In machine learning, reinforcement learning from human feedback (RLHF) or reinforcement learning from human preferences  is a technique that trains a "reward model" directly from human feedback and uses it as a reward function to optimize an agent's policy using  reinforcement learning (RL). RLHF can improve the robustness and exploration of RL agents, especially when the reward function is sparse or noisy.

The human feedback is collected by asking humans to rank instances of the agent's behavior. These rankings can then be used to score outputs, for example, using the Elo rating system.

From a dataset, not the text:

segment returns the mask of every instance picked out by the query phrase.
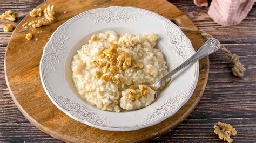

RLHF has been applied to various domains of natural language processing, such as conversational agents, text summarization, and natural language understanding. Regular reinforcement learning, where agents learn from their own actions based on a "reward function", is difficult to apply to natural language processing tasks because the rewards are often not easy to define or measure, especially when dealing with complex tasks that involve human values or preferences. RLHF can enable language models to provide answers that align with these complex values, generate more verbose responses, and reject questions that are either inappropriate or outside the knowledge space of the model. Some examples of RLHF-trained language models are OpenAI's ChatGPT and its predecessor InstructGPT, as well as DeepMind's Sparrow.

RLHF has also been applied to other areas such as the development of video game bots. For example, OpenAI and DeepMind trained agents to play Atari games based on human preferences. The agents achieved strong performance in many of the environments tested, often surpassing human performance.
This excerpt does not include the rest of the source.